“Come on Alpha!”
“He’s nothing compared to you.”
“You can do this!”
“I believe in you!”
“Find your power, Lilliana. You just have to believe.”
That last voice I know without hesitation; it’s my uncle Dom.
“Dom?” I think back at him, unsure if this works both ways.
“Yes! You’ve got it! I knew you could do it.” His voice radiates pride.
“What am I doing? I don’t even understand it.”
“You’ve finally accepted your place as alpha. It allows you to communicate with the pack, and draw on their energy when you need it.”
“Are you serious right now? So all this time I still wasn’t alpha? And that’s why I couldn’t fight?”
“It’s more complex than that, but until you fully embraced your duty as alpha, you couldn’t draw on an alpha’s most important resource: the pack.”
Nielsen growls again, shaking me back and forth in his efforts to claim my submission. I force myself to remain limp, allowing him to think he’s still winning while I wrap my head around this new information.
I thought the ‘strength of the pack’ meant just having so many people, many hands make light work. It never occurred to me drawing on the strength of the pack meant literally drawing from their energy.
My voice still reverberates with the alpha timbre when I think at him, but Dom’s doesn’t. “Why didn’t anyone tell me about this?

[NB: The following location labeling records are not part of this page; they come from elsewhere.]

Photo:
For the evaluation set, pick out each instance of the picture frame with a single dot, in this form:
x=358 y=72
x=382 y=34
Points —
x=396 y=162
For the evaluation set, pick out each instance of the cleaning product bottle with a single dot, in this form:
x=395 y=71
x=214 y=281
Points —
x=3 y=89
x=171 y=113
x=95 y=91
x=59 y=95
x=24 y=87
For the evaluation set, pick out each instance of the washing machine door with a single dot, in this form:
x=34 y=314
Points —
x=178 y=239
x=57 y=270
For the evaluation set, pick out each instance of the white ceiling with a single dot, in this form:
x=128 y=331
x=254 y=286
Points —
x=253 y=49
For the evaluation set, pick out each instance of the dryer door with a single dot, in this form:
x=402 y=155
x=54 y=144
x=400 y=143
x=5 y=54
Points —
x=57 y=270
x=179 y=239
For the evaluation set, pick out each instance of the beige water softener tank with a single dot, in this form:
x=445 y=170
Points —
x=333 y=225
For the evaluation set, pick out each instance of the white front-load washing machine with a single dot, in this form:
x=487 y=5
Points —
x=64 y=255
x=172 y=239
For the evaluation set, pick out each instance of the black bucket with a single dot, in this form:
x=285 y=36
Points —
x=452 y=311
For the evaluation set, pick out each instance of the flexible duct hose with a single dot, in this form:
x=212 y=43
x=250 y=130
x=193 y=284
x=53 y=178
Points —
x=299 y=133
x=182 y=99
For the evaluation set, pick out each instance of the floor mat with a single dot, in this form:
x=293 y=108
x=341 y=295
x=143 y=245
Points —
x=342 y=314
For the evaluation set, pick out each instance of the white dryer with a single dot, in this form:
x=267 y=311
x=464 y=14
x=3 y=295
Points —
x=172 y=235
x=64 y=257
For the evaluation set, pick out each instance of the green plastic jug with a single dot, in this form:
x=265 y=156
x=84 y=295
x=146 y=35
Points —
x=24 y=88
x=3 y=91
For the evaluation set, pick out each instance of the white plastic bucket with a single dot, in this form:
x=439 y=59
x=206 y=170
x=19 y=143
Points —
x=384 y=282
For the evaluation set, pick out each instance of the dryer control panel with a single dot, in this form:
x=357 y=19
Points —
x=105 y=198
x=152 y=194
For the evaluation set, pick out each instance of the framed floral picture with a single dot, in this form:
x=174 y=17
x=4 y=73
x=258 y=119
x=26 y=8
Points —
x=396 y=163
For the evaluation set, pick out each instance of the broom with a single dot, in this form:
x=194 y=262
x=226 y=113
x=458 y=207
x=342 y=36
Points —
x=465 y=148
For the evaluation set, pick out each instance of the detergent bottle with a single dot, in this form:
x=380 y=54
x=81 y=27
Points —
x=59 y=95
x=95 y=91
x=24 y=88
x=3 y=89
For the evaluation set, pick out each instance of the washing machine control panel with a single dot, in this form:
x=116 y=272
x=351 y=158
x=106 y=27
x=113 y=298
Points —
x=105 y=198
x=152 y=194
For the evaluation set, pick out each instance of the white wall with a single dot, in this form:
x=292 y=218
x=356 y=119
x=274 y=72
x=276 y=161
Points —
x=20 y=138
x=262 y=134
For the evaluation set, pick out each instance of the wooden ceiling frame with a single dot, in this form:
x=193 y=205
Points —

Shouldn’t they know I’m supposed to hear them?”
“They can’t speak to you; you can only hear them if you reach out to listen. I’m not speaking to you so much as thinking loudly, and hoping you’ll hear me. It’s another talent of the alpha’s, so we can monitor the pack. They don’t know you can hear them.”
A sudden flicker of apprehension hits me. “Can Nielsen hear us?”

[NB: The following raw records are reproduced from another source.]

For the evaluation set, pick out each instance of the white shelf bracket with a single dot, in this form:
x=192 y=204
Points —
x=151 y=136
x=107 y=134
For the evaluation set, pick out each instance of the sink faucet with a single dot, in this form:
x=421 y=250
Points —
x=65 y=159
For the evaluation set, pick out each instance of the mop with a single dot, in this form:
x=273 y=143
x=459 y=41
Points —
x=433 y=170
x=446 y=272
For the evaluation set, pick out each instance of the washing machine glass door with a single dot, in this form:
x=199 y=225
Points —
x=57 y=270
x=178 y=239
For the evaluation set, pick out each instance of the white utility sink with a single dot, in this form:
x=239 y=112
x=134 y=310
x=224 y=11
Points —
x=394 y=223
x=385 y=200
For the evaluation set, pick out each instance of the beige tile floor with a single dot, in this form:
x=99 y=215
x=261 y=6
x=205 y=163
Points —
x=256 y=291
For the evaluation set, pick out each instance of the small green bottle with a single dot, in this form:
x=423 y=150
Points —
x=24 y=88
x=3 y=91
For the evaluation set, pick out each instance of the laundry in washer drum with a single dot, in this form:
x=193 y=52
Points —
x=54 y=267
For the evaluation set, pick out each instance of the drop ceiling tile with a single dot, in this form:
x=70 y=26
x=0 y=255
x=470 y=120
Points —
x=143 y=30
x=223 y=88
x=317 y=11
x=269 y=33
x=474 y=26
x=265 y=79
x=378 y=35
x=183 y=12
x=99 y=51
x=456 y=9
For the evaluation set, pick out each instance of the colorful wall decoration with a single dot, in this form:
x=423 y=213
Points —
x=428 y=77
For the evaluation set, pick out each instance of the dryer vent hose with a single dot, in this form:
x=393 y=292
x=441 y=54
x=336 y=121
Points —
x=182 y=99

“No, not unless you’re aiming your thoughts directly at him.”
“Good. I don’t want him to know what I’m about to do.”
That distinctive note of pride is in Dom’s tone again. “You can do this, Lilliana. We all believe in you.”
“Thank you, uncle.”
As much as their whispered words—or rather, thought words—of encouragement are buoying me up, I mentally cut myself off in order to focus.
Right now, Nielsen believes I’ve all but given up and have nothing left to fight him.
Of course it makes sense, now, how he could beat me so easily. He was drawing on an endless well of energy, able to recover almost instantly from the injuries I dealt him. I only had my personal reserves, so I didn’t stand a chance against that sort of power before. I conjure up a silent prayer of gratitude that something in me refused to concede in those long, dark minutes, despite my utter lack of hope.
But despite his obvious frustration, I get the sense that Nielsen isn’t that upset that I’ve yet to whine my submission. He seems to bask in the belief that he’s won, practically preening with it. He drags me around in a circle as if showing off his handiwork to all the observers.
Mentally, I check myself over carefully. Of course I can’t observe them, but all the wounds I’ve received don’t seem to hurt anymore. Whether it’s some kind of mental block or the collective pack energy bolstered my recovery and I’m actually healed, I’m grateful either way.
But my body feels primed and ready to continue fighting, as if I’ve just woken from a long, restful night of sleep.
Even Nielsen’s teeth in my throat aren’t painful. I can feel the pressure, but it doesn’t really hurt.
My body is bursting with vitality, but I remain limp. I need Nielsen to be convinced I’m completely out of a fight so he’ll make a fatal error for me to take advantage of.
It takes a few more minutes of his ridiculous show, but he finally does what I’ve been waiting for.